Review: Everybody Wants Some!!
The year is 1980, Reaganism is yet to plague America and the afterglow of the ‘psychedelic Seventies’ is still in motion. Jake (Blake Jenner) is a college baseball freshman who, unsurprisingly, wants to get laid and boogie the nights away with his team mates. Acting as a spiritual follow-up to Linklater’s glorious Dazed and Confused and a pubescent extension of the themes found in the critically acclaimed Boyhood, Everybody Wants Some!! certainly fits into its director’s catalogue of film. Yet, behind the veneer of the auteur, one finds a self-obsessed male fantasy that celebrates a boorish attitude towards women, pop culture and combative competition.
Arriving in a 1972 sky blue Coupe- accompanied by the diegetic music of My Sharona– “The Knack”, Jake, is equipped with a box of records and ridiculously good looks for his freshman year at college. From the moment he steps into his new home, it is clear to him that competition and sporting banter will play a significant part in his stay. Greeted with a slight degree of animosity from Jay (Juston Street) and Roper (Ryan Guzman), Jake is instantly given the cold shoulder due to his pitching status. It is not until he meets the likes of the charismatic Finnegan (Glen Powell) and Dale (J. Quinton Johnson) that his enjoyment of college life truly begins. Whether his baseball teammates are wagering each other over a game of table tennis, or getting their “dicks in the door” with girls, their friendship is as complex as Homer Simpson’s ID, ego, and super-ego.

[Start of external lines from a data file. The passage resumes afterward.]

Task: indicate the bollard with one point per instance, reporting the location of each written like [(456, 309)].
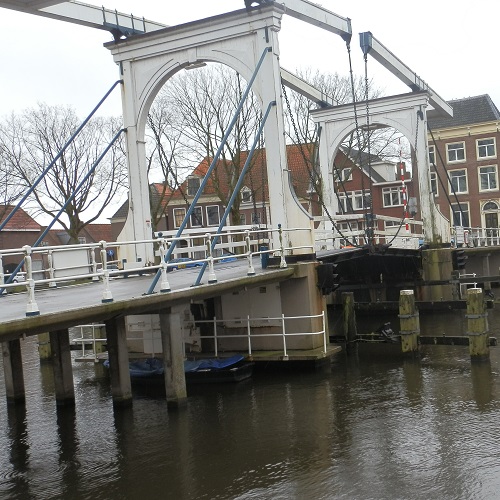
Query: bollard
[(409, 322), (349, 320), (477, 325)]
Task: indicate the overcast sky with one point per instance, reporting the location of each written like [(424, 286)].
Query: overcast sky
[(449, 44)]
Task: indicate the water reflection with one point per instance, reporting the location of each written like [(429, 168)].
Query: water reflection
[(377, 425)]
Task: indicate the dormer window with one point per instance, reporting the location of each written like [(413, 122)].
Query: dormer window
[(193, 185), (246, 195)]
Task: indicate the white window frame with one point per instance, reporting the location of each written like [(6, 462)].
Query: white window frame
[(193, 217), (448, 150), (466, 209), (434, 183), (392, 190), (481, 174), (432, 155), (486, 148), (246, 192), (208, 217), (178, 210), (189, 190), (450, 172)]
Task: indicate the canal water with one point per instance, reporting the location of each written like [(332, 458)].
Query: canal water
[(373, 426)]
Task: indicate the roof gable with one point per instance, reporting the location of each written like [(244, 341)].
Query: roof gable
[(468, 111)]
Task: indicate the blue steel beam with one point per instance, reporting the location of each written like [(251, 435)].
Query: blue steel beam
[(212, 166)]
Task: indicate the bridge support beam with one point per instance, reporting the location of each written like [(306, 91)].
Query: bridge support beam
[(121, 388), (477, 325), (63, 372), (409, 322), (13, 371), (173, 358)]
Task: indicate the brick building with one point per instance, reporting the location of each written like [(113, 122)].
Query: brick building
[(463, 156)]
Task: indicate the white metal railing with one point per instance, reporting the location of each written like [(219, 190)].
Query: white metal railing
[(249, 335), (73, 263), (475, 236), (83, 340)]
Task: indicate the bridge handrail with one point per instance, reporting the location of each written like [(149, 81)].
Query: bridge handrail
[(284, 334)]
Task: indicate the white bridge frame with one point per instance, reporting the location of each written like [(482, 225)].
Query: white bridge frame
[(400, 112)]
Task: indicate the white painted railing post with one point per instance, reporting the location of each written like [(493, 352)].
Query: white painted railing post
[(93, 263), (216, 350), (249, 335), (285, 356), (2, 276), (211, 271), (283, 261), (106, 295), (251, 270), (324, 330), (52, 271), (164, 284), (32, 307)]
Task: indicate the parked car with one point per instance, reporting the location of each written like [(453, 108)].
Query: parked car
[(182, 263)]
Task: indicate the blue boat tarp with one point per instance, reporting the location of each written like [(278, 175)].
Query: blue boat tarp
[(154, 366), (212, 364)]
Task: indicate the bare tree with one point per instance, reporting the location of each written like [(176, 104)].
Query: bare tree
[(10, 188), (205, 102), (32, 141)]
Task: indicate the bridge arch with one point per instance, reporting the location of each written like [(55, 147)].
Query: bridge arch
[(405, 113), (238, 40)]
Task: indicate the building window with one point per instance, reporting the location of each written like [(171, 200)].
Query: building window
[(392, 196), (455, 152), (361, 200), (196, 217), (458, 179), (486, 148), (256, 218), (179, 214), (345, 204), (213, 217), (246, 195), (488, 178), (343, 175), (434, 186), (432, 155), (193, 185), (460, 214)]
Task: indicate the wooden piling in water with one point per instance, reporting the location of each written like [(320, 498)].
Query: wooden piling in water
[(477, 325), (63, 371), (349, 320), (121, 387), (173, 358), (13, 371), (44, 350), (409, 322)]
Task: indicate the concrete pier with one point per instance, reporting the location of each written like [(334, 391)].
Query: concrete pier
[(13, 371), (173, 358), (121, 388), (477, 325), (63, 371), (349, 320), (409, 322)]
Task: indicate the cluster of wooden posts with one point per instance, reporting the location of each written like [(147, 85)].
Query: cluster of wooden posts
[(409, 331)]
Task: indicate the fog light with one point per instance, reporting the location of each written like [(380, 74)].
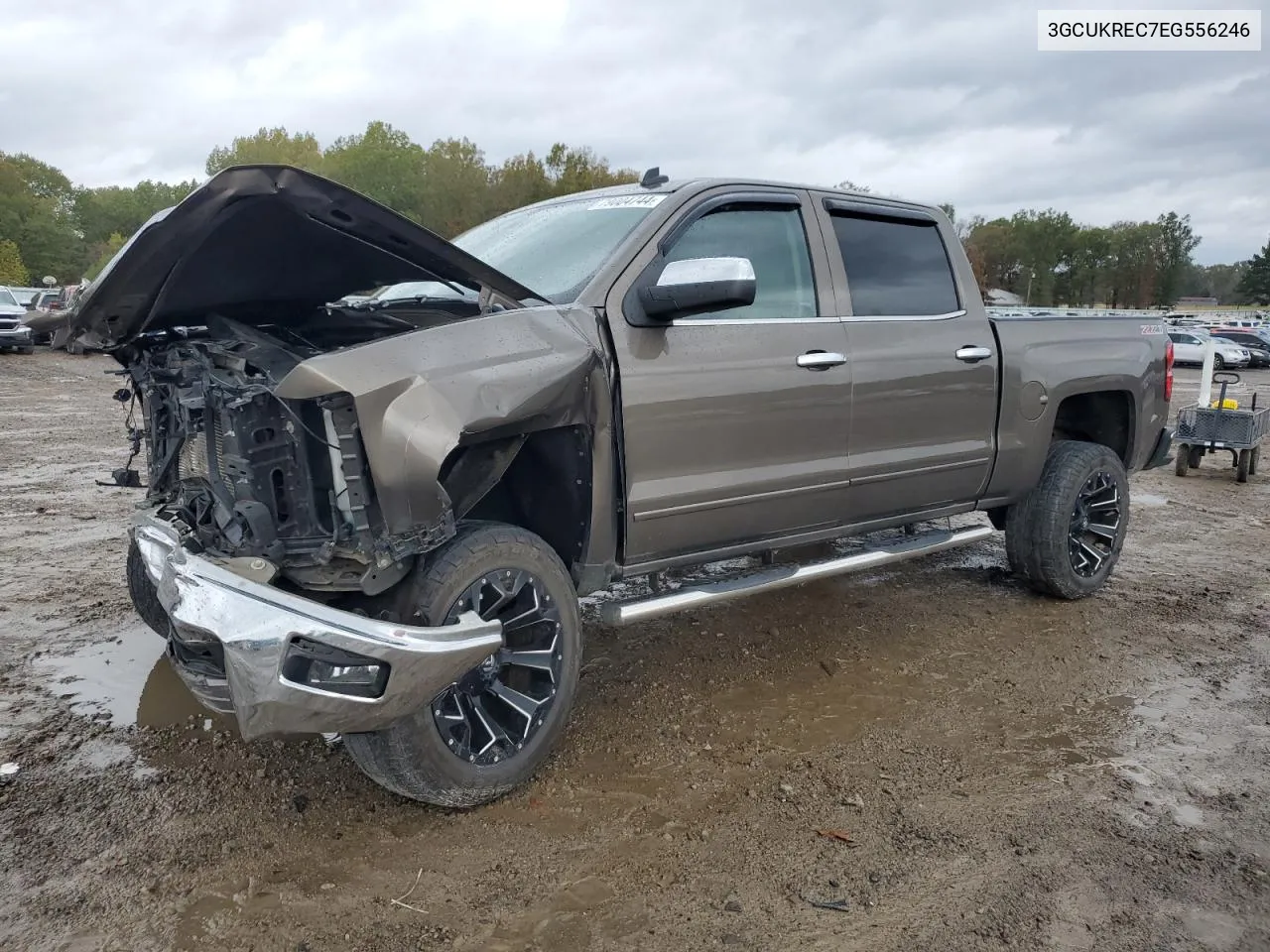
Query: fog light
[(325, 667)]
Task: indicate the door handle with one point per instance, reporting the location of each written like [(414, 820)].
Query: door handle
[(971, 353), (820, 361)]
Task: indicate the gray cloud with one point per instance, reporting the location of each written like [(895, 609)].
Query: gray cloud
[(912, 96)]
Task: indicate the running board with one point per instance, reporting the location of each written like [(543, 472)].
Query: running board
[(642, 610)]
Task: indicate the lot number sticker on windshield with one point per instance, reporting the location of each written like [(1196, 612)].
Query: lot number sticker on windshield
[(626, 202)]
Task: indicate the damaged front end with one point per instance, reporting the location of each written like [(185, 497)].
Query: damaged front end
[(252, 475), (303, 458)]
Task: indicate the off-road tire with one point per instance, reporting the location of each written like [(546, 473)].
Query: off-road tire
[(1017, 542), (145, 597), (411, 757), (1182, 465), (1048, 563)]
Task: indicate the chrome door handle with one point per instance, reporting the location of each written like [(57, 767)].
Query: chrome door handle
[(973, 354), (820, 359)]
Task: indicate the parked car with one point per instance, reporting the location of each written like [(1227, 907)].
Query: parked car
[(379, 522), (26, 296), (1256, 341), (14, 333), (1189, 348)]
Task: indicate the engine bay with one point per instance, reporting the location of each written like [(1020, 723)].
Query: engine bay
[(253, 475)]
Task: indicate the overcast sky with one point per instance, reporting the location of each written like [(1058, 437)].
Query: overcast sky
[(929, 99)]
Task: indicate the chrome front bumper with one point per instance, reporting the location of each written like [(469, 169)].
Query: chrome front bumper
[(16, 336), (257, 627)]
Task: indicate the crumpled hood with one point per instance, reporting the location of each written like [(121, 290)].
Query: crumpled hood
[(267, 236)]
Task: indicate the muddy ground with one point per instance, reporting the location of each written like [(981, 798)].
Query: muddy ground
[(1006, 772)]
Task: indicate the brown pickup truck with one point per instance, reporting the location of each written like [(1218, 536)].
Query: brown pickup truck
[(379, 520)]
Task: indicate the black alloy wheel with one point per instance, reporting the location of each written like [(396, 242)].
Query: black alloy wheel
[(494, 710), (1096, 524)]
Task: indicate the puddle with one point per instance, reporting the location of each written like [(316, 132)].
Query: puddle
[(126, 678)]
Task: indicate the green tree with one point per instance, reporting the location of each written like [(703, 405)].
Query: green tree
[(267, 145), (107, 250), (1255, 284), (36, 213), (456, 186), (580, 169), (102, 212), (1175, 240), (518, 181), (382, 164), (12, 270)]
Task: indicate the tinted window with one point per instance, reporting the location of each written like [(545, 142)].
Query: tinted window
[(896, 270), (774, 241)]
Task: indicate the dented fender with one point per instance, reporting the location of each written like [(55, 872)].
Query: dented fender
[(422, 395)]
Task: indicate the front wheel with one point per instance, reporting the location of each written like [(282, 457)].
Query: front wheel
[(493, 728), (1078, 520), (145, 597)]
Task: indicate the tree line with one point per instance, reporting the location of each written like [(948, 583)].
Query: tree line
[(51, 226)]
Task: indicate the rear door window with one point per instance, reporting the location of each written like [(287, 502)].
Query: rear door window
[(896, 268)]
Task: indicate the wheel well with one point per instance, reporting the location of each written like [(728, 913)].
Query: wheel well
[(1103, 417), (545, 486)]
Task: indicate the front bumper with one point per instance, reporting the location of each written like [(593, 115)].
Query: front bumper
[(16, 336), (1160, 456), (257, 626)]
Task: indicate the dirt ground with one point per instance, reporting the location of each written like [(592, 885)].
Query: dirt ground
[(1005, 771)]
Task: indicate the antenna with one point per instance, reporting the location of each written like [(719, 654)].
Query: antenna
[(653, 178)]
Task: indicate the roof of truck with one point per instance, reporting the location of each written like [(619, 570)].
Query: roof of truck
[(701, 184)]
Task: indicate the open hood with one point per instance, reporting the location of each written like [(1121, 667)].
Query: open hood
[(266, 244)]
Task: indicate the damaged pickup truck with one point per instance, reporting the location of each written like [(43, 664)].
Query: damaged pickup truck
[(379, 522)]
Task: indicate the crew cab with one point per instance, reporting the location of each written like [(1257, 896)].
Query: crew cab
[(379, 521)]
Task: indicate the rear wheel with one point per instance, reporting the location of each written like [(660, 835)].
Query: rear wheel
[(1078, 520), (1183, 462), (493, 728), (1017, 529)]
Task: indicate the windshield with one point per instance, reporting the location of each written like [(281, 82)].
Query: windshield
[(556, 249), (417, 289)]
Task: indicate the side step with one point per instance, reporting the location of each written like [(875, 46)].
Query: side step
[(770, 580)]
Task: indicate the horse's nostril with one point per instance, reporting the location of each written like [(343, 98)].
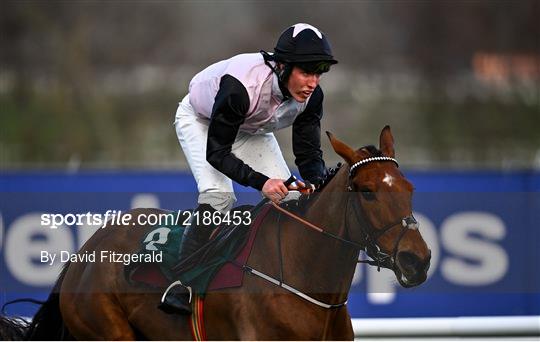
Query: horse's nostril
[(409, 260)]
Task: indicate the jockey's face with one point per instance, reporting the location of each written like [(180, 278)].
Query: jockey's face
[(301, 84)]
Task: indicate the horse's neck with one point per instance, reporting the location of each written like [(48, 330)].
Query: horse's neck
[(327, 264)]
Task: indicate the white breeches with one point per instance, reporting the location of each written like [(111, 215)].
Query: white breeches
[(260, 152)]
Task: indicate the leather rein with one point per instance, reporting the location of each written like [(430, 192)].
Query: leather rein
[(370, 236)]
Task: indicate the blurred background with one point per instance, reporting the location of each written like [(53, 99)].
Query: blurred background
[(95, 84)]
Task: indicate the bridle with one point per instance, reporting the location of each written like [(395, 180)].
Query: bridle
[(371, 234)]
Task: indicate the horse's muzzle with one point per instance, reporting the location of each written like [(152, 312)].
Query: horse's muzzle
[(411, 270)]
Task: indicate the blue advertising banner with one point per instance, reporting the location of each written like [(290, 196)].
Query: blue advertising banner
[(482, 229)]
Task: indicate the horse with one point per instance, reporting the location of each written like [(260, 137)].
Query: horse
[(366, 205)]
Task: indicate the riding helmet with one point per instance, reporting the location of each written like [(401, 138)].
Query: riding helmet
[(303, 43)]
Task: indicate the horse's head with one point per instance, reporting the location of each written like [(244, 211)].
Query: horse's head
[(381, 204)]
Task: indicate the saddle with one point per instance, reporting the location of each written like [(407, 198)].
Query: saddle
[(217, 265)]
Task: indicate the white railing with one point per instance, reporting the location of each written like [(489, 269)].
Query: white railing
[(449, 327)]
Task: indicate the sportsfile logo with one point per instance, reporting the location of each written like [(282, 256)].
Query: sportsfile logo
[(109, 218)]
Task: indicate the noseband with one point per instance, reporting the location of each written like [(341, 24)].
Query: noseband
[(371, 234)]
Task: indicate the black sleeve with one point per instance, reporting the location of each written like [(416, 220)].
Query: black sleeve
[(229, 111), (307, 139)]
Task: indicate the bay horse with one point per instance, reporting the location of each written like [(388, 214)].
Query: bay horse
[(366, 205)]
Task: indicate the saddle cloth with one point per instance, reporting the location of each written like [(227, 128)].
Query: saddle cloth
[(217, 265)]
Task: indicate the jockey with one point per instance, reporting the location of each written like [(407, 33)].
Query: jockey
[(225, 124)]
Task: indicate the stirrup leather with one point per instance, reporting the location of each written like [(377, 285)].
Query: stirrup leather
[(178, 282)]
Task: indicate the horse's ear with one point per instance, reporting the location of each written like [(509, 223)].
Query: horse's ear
[(341, 148), (386, 142)]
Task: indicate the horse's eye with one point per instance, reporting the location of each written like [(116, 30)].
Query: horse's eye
[(368, 194)]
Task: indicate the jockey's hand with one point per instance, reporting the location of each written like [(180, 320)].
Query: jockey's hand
[(303, 187), (275, 190)]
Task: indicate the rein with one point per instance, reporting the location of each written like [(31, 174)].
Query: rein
[(371, 236)]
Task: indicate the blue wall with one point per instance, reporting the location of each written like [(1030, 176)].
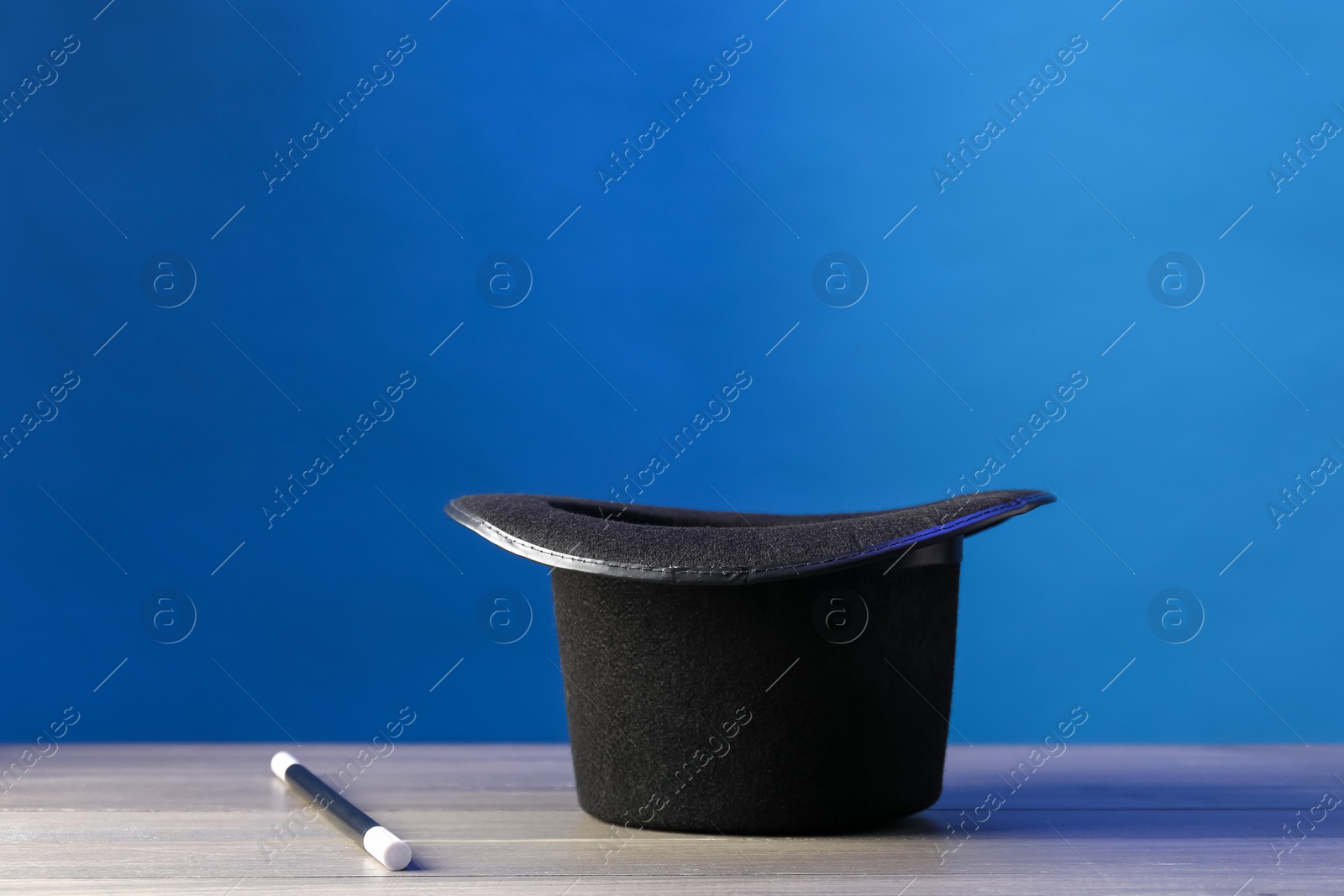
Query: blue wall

However, the period setting, mise-en-scène, and soundtrack stand out in a somewhat mundane storyline of screwing, partying and hedonism. Groovy disco songs, such as Take Your Time – The SOS Band and Miss Broadway – Belle Époque help to soften the overall nature of Linklater’s male odyssey. Additionally, the rose tinted feel of 1980’s America is undoubtedly captured. The liberation felt by the Civil Rights Movement and gay rights campaigners, such as Harvey Milk, still permeated society, unlike the following 80s which significantly regressed these fronts. The egotistical nature of the majority of Jake’s team is a deterrent to their invested screen time. One simply has to look at Boyhood to see the softening human touch that the director can use when the material is the right one.
However, Everybody Wants Some!! is not without its enjoyable moments. Whether they be comedic moments between Finnegan and Jake or the blossoming romance between the latter and drama student Beverly (Zoey Deutch), Linklater’s macho-centric delusion does hold a handful of amusing and nuanced scenes. The overarching notions of contentious American masculinity and the film’s overall attitude towards women leave a somewhat sour taste after the credits have rolled. Freshers’ Week is upon us and to take a leaf out of Jake’s book would be somewhat problematic. In spite of this, it is recommended to endorse their levels of alcohol consumption, as all students should.